´´Efecto Tequila´´: por qué podrían aumentar de precio los autos que se importan desde México

Horacio Alonso

En un mes movido en el mercado automotor, por la eliminación del Impuesto Interno y la baja de precios en varios modelos, no todas son buenas noticias, aunque el problema llega desde afuera.

La Argentina tiene dos acuerdos comerciales importante en el sector. El principal es con Brasil, en el marco del régimen automotor del Mercosur. El otro es el tratado de libre comercio que mantiene con México.El sistema funciona con cupo. Es decir, dentro del volumen del convenio, medido en dólares, los 0km de un país pueden ser importados sin el pago de arancel.

En este caso, como es un país fuera del Mercosur, el arancel extrazona que debería pagar es de 35%.
Mientras no se exceda del cupo autorizado, la importación de autos es sin recargo fiscal. Si se supera, los autos que se importen deberán tener que pagarlo.

Este convenio – técnicamente se llama Acuerdo de Complementación Económica N 55 del Mercosur – se renueva anualmente y su última actualización fue en abril pasado.

El monto establecido para el cupo es de u$s773 millones en base al valor FOB de los vehículos. Este valor es para el total para las importaciones que haga cada país. Si se toma un valor FOB promedio de u$s20.000 por modelo, el monto disponible equivale a la importación de unas 27.000 unidades.

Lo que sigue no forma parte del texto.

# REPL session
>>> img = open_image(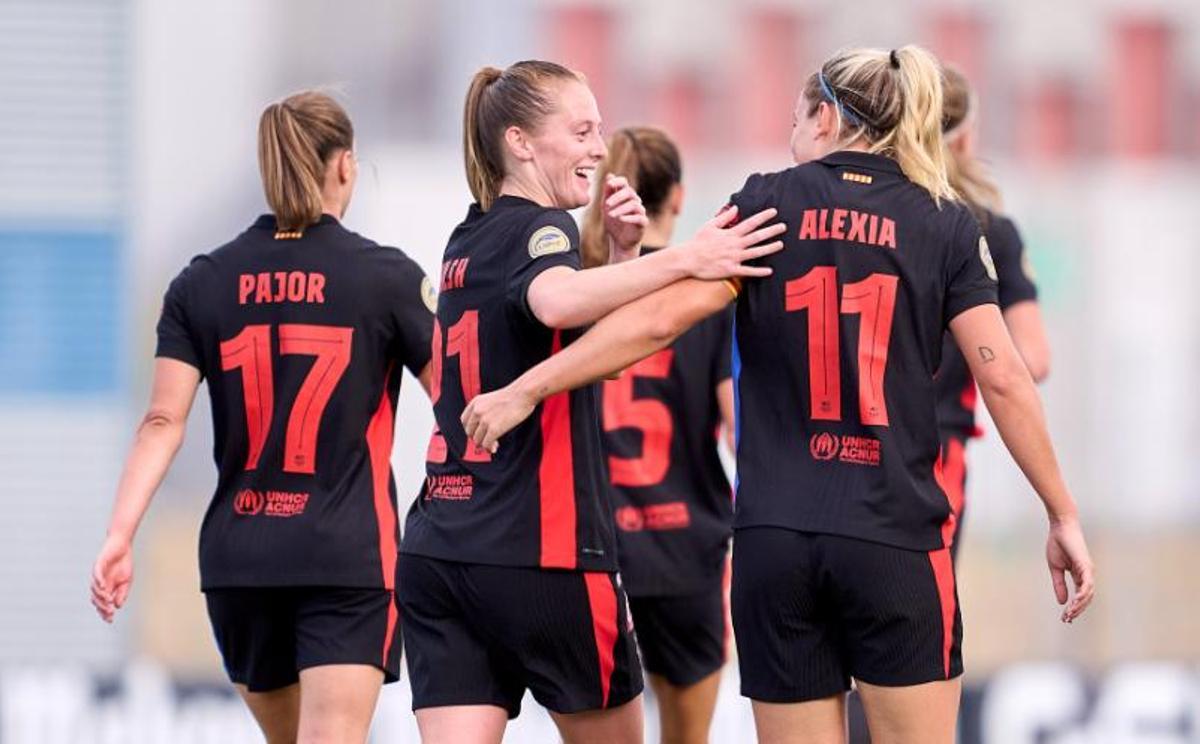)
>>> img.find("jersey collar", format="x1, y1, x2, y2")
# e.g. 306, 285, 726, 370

Desde el año pasado se viene negociando su renovación. El acuerdo venció esta semana, precisamente el día 18. Es decir, hoy ya no está vigente. Tal como adelantó A Rodar Post hace unos meses (ver nota), la situación era complicada debido a que la negociación va más allá del sector automotor e incluye a otros rubros.

México se vino mostrando inflexible a los pedidos de la Argentina de ampliar el comercio de otros productos, en el marco del ACE 6.
Los funcionarios del gobierno argentino fijaron una posición firme ante sus pares mexicanos y reafirmaron que no se avanzará en el ACE 55 (el de autos) si no se destraban los otros rubros. Las posiciones hoy están estancadas en esta puja.

En la práctica, México le exporta autos a la Argentina, mientras que desde las automotrices locales es excepcional la exportación de 0km a ese país. Por este motivo, la caída del acuerdo comercial perjudicaría a los fabricantes mexicanos de autos.
El problema es que, al haberse caído el acuerdo, los vehículos que se importen desde ahora deberán pagar el arancel externo de 35% por considerarse de extrazona.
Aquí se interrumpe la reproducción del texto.